Project: Hilton Imperial Dubrovnik
Originally built in the 1890s, the Hilton Imperial Dubrovnik played host to a cachet of international clientele throughout the 20th and 21st century, offering French Riviera glamour and feel to a wealth of international guests and Mediterranean cruise liners. During the Yugoslav war, the hotel was shelled and used to house refugees. The hotel was subsequently brought back to active life in 2005, and most recently was renovated under the watchful eye of design house Goddard Littlefair.
ARTIQ worked closely with Goddard Littlefair to develop a series of original artworks and prints for the reception, bar, lounge, corridors and guestrooms. Focussing on context, locale and authenticity, the collection features an outstanding array of work by local Croatian artists, including Antonia Čačić, Raul Perčič and Branka Ridicki.
Behind the desk, set within timber-panelled wall surround, is a triptych of artworks by Croatian artist Antonia Čačić, specially-commissioned for the project by ARTIQ. The 3m-long abstract triptych incorporates a palette of soft hues inspired by the colours of the Dalmatian coast and provides an impressive statement piece for guests on arrival, elegantly communicating a sense of place
The Imperial Bar
Three more commissioned works by Antonia Čačić can be seen in The Imperial Bar. This series sits within bespoke brass screens. ARTIQ worked closely with the artist and Goddard Littlefair to create a work entirely bespoke to the design. The artist uses a Mediterranean colour palette to create an ethereal depiction of the local seascape.

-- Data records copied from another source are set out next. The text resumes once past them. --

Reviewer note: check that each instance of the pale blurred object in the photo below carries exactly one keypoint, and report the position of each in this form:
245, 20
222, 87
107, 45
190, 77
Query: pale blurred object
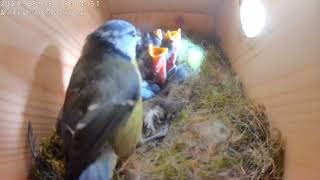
253, 17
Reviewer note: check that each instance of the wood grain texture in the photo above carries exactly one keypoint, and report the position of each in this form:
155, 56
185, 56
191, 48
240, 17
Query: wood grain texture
148, 21
139, 6
38, 53
280, 68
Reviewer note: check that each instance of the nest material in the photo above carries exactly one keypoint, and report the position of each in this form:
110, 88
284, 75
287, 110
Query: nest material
220, 135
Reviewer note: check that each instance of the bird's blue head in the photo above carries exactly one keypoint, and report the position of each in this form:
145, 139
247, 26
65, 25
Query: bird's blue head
121, 35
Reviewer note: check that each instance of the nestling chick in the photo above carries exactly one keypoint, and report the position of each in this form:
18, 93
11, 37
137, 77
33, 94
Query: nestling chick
160, 112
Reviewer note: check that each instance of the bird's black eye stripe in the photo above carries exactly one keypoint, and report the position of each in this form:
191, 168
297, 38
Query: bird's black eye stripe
132, 33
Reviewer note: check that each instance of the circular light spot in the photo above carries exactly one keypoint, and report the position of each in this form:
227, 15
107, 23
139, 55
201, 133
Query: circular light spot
253, 17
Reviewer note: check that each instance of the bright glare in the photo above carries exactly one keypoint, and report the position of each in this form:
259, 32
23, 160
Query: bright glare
253, 17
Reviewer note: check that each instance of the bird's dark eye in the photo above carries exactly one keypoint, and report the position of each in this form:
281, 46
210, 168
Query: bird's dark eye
132, 33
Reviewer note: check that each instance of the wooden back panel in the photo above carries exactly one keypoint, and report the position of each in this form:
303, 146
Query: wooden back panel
280, 68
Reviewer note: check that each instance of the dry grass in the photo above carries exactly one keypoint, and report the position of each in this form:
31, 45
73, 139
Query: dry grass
221, 134
242, 146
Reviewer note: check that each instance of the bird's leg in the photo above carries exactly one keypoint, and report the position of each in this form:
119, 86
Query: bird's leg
161, 134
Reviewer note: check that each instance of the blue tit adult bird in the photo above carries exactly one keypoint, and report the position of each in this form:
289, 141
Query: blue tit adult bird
101, 118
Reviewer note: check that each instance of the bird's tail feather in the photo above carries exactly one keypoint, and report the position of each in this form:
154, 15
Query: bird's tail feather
101, 169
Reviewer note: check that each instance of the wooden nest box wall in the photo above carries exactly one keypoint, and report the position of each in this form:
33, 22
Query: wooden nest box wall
279, 68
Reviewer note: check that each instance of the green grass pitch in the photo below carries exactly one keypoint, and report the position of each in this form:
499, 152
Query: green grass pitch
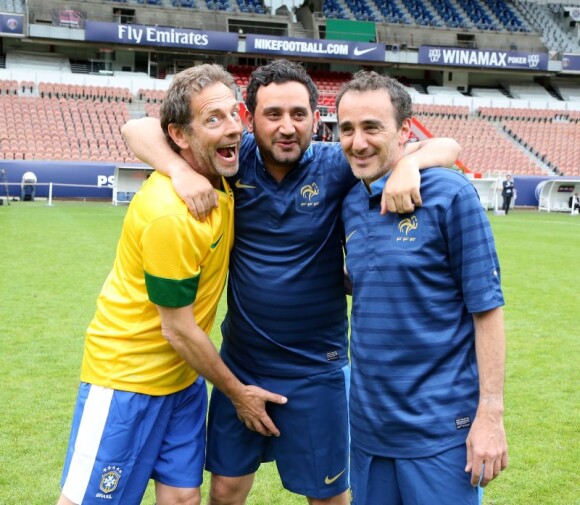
54, 260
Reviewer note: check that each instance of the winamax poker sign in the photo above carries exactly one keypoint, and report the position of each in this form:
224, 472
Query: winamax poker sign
482, 58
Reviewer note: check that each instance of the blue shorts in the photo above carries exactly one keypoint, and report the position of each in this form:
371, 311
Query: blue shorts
312, 451
437, 480
120, 440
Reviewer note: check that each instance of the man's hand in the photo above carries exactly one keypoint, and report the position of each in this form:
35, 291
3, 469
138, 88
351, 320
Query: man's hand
486, 445
251, 408
197, 193
401, 193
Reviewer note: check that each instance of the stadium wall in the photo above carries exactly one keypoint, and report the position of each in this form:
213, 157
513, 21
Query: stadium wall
96, 180
81, 180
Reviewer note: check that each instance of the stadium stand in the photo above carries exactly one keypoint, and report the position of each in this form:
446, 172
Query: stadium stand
64, 103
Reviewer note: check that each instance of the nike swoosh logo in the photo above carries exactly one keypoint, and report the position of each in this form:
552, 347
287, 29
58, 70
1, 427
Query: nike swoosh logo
240, 185
350, 235
328, 480
214, 245
360, 52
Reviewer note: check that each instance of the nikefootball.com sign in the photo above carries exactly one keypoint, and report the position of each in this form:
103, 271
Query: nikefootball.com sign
288, 46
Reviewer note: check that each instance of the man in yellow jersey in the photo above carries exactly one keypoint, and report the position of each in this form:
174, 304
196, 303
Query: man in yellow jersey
141, 407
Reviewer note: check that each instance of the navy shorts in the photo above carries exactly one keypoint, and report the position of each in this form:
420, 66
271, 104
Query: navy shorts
120, 440
436, 480
311, 453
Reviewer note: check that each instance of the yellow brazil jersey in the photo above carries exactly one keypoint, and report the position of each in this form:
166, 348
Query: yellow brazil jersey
164, 257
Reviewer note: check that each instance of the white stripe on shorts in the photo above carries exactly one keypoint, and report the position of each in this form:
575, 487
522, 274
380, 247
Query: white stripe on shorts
87, 442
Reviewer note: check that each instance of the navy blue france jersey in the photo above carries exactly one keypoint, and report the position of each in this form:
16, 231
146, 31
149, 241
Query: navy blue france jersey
286, 302
417, 279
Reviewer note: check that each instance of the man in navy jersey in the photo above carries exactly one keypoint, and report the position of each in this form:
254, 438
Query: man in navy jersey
427, 339
286, 326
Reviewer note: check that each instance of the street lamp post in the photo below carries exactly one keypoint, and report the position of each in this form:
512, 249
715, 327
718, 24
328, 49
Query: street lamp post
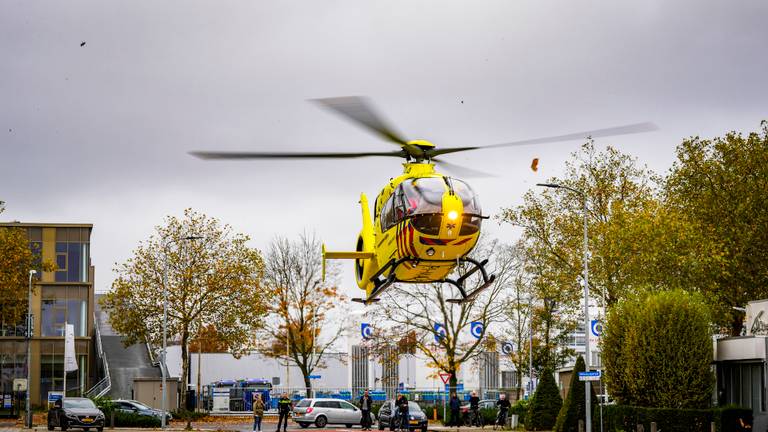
587, 386
29, 347
164, 366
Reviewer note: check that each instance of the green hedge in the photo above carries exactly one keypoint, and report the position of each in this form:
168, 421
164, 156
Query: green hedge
619, 417
545, 404
520, 408
123, 419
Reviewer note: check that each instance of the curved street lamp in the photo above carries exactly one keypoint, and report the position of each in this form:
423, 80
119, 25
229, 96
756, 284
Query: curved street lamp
587, 386
164, 367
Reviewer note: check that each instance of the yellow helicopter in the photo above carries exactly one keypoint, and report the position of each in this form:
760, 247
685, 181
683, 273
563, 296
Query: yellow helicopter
424, 223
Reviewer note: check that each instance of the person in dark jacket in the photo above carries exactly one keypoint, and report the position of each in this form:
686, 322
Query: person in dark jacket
283, 410
365, 406
402, 413
455, 407
503, 405
474, 410
258, 412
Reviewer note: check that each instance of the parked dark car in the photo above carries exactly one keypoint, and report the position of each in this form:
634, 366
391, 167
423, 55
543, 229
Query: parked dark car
138, 408
75, 413
416, 417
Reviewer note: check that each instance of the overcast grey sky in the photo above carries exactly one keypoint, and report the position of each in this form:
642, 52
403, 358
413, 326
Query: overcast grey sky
99, 133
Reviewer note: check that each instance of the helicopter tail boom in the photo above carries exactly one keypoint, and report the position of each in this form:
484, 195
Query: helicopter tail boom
343, 255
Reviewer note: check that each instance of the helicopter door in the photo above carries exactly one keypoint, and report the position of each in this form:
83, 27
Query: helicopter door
388, 214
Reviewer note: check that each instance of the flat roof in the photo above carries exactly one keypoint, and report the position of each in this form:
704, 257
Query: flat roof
45, 225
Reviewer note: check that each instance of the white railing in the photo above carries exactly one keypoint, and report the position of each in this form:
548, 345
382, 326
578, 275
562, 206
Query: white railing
102, 387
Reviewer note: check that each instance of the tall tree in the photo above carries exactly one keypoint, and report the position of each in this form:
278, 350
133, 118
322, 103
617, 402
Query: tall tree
302, 316
16, 260
420, 307
213, 280
616, 189
517, 313
719, 185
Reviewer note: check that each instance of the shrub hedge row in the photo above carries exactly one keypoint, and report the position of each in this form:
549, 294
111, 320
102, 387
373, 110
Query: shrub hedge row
626, 418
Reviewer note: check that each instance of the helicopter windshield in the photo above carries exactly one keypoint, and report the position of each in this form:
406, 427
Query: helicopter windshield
468, 197
423, 195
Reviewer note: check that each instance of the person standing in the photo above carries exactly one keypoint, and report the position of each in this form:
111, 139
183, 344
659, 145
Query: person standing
283, 410
258, 412
504, 405
365, 406
455, 406
474, 409
402, 413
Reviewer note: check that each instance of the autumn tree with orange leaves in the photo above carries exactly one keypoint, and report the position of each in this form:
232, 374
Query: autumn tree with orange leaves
301, 317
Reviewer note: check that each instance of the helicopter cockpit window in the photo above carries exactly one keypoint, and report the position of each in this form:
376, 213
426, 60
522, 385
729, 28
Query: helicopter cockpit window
422, 195
387, 214
468, 197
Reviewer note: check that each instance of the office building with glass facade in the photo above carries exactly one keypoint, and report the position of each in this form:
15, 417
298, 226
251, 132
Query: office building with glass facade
62, 296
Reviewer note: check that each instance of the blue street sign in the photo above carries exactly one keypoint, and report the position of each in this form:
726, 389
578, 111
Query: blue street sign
507, 348
596, 327
366, 330
439, 332
589, 376
476, 329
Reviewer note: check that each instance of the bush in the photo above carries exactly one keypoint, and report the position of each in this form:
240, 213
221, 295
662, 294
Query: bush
728, 419
657, 351
545, 404
574, 408
521, 409
124, 419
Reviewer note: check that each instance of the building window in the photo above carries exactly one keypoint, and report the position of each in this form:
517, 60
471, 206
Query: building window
72, 254
52, 375
62, 305
11, 366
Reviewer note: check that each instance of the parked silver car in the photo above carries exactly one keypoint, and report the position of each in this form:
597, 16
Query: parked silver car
321, 412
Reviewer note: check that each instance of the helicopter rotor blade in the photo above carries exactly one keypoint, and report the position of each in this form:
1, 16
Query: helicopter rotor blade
275, 155
359, 110
461, 171
596, 133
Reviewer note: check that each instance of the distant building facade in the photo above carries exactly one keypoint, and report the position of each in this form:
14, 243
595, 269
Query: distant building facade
61, 296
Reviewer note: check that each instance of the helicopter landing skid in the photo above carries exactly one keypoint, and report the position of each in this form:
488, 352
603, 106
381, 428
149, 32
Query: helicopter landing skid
379, 285
459, 283
382, 284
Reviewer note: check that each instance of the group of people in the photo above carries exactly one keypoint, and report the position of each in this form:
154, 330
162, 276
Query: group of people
474, 410
284, 407
365, 403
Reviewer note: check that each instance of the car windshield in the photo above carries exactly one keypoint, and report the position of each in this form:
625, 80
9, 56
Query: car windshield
78, 403
140, 405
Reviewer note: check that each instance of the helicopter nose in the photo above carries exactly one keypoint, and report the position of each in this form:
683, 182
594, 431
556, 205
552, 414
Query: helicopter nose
452, 210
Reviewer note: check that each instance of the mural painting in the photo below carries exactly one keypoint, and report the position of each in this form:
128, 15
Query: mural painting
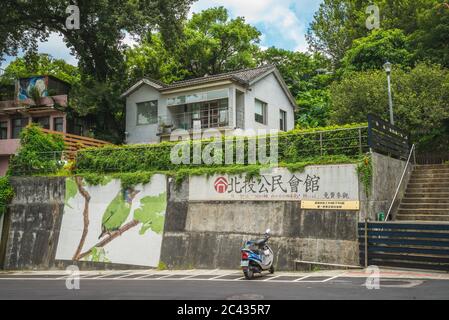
110, 224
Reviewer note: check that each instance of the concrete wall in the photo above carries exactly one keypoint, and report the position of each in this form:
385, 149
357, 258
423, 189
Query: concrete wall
34, 221
143, 133
387, 174
110, 210
210, 234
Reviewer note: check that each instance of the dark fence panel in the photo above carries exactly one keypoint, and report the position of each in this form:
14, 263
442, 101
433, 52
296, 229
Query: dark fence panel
405, 245
387, 139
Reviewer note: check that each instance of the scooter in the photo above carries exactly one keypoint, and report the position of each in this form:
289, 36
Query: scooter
257, 257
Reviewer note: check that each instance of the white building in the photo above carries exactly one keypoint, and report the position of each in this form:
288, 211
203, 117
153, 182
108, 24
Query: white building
245, 99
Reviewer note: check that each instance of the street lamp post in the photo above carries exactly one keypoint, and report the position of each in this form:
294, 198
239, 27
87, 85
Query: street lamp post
387, 67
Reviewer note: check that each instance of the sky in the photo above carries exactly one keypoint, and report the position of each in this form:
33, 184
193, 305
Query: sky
283, 24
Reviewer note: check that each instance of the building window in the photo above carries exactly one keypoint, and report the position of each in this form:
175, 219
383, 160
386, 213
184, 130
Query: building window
147, 113
261, 112
58, 124
17, 126
283, 120
44, 122
3, 130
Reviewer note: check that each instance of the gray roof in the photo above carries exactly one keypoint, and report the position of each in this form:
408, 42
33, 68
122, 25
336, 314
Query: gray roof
245, 77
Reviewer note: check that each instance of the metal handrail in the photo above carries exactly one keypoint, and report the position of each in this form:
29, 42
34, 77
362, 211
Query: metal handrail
412, 151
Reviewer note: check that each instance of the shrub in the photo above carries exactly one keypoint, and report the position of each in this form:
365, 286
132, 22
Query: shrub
39, 153
6, 194
294, 146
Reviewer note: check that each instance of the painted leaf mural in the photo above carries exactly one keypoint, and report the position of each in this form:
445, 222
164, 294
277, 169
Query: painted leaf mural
71, 190
117, 212
152, 213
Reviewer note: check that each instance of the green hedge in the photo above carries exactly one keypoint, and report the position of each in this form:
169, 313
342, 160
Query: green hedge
294, 146
6, 194
39, 153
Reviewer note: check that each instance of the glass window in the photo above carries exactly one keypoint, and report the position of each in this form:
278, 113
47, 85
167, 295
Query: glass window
217, 94
3, 130
44, 122
283, 120
261, 112
17, 126
199, 97
58, 124
147, 113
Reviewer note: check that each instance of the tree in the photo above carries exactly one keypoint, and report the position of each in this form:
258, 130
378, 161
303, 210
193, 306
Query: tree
335, 25
98, 44
371, 52
421, 101
307, 77
338, 23
213, 43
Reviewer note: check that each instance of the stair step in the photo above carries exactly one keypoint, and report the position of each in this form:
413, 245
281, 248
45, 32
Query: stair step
418, 217
424, 211
432, 167
418, 194
430, 175
425, 200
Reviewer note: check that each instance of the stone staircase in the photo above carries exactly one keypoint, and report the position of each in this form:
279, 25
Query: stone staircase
427, 195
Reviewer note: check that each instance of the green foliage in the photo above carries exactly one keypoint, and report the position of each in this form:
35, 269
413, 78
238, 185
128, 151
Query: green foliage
421, 102
371, 52
6, 194
162, 266
151, 213
365, 172
116, 213
93, 179
97, 255
210, 43
71, 190
293, 147
39, 153
338, 23
33, 64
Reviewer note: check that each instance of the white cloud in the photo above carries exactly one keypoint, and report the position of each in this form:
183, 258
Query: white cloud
282, 21
56, 47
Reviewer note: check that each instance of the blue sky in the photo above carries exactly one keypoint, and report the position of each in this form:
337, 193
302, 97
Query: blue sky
283, 23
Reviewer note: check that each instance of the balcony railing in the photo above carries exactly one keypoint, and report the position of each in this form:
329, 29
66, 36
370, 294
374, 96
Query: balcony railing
202, 119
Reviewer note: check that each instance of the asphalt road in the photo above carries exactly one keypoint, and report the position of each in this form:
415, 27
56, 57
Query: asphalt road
334, 288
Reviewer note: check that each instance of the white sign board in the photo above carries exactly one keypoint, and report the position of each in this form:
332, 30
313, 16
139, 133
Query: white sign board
332, 182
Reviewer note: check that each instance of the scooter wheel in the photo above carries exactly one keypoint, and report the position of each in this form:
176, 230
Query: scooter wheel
249, 274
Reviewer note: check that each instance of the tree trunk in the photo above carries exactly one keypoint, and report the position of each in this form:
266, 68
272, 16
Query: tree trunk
111, 237
86, 196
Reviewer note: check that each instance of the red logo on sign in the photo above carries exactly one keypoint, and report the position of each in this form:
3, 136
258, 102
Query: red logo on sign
221, 185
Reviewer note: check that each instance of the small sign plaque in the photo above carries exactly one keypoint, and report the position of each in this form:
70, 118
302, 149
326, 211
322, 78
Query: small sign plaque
330, 205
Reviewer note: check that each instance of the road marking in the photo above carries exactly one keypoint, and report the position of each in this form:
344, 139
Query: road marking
334, 277
129, 274
107, 274
302, 278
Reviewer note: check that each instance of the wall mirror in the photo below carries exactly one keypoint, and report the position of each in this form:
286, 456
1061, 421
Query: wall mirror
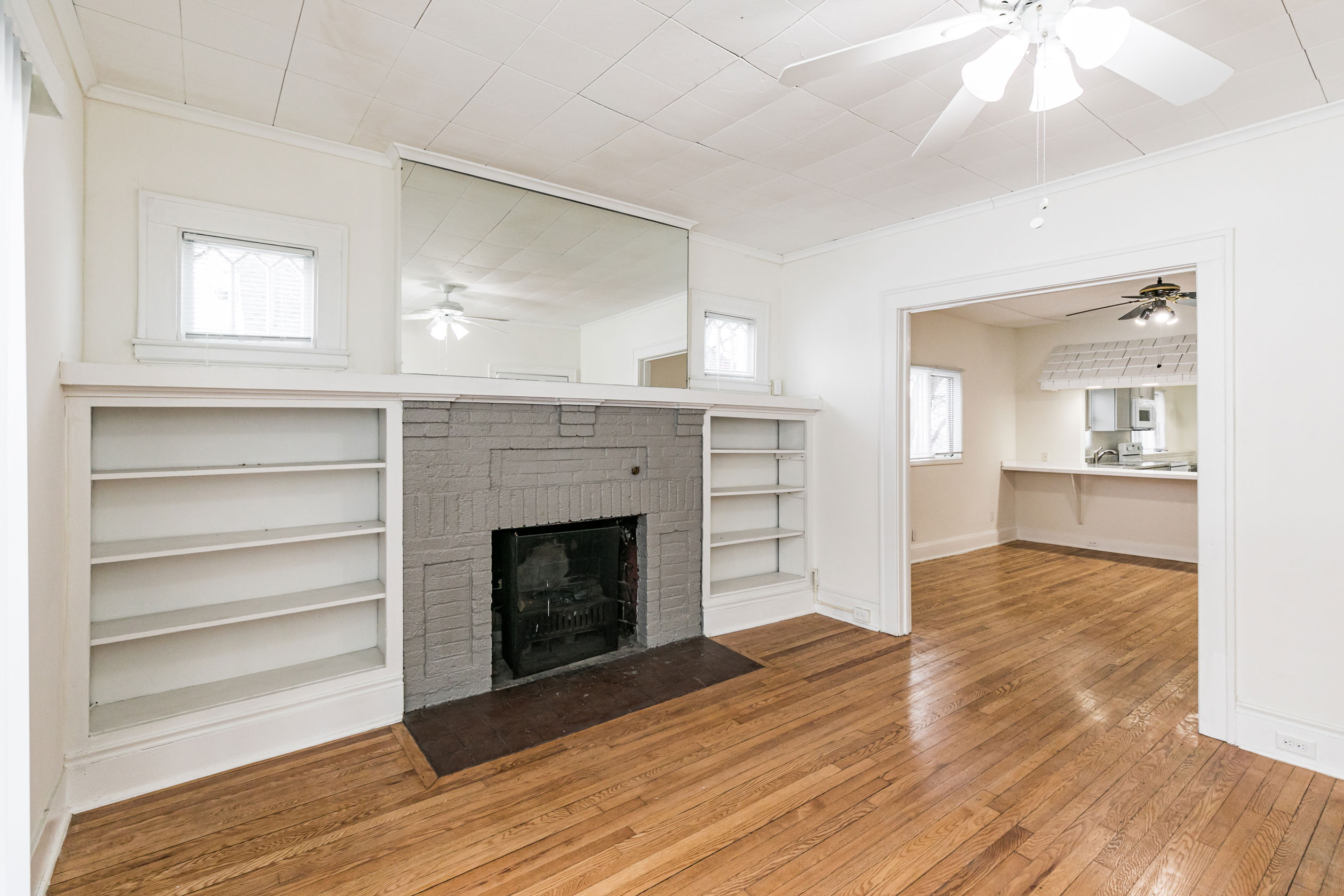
508, 283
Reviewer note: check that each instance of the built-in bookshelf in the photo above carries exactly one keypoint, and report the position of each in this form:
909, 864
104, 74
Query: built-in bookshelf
757, 506
231, 553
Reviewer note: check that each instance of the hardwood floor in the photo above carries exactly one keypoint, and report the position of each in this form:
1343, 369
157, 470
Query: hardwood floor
1038, 735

Further artwork in the bar area includes a series of 12 specially-commissioned monochrome photograms of local flowers by ARTIQ’s in-house studio artist. Printed as negatives and arranged on unique, vertical-rod brass picture rails, the work offers a unique and contemporary nod to the surrounding environment of the hotel
In the guestrooms hang a combination of prints by Raul Perčič and another local artist, Branka Ridicki. Hanging squarely above the bed, Branka’s paintings imagine townscapes in abstract composition and were selected for their success in capturing the feeling of Dubrovnik’s winding streets and undulating roof-scapes. Photos and prints of Dubrovnik centre on the sea and seaside life, with blues and oranges giving way to some hints of orange. The pictures hang in pairs with brass picture lights above, whilst the suites feature four works of art each.
The collection for the Executive Lounge features a mix of contemporary artwork and historical pieces and uses a blend of abstract photography and topographical work to offer a feeling of relaxed luxury and eclecticism. The collection is hung using the innovative Salon Hang trend, chosen by ARTIQ’s expert installation team for its ability to inspire conversation and sharing
In the corridors hang pairs of prints by Raul Perčič and Antonia Čačić, paired with vibrant photography of scenes of Dubrovnik. Selected for their similarities in composition and tonal qualities, the series captures vignettes of local scenery and life.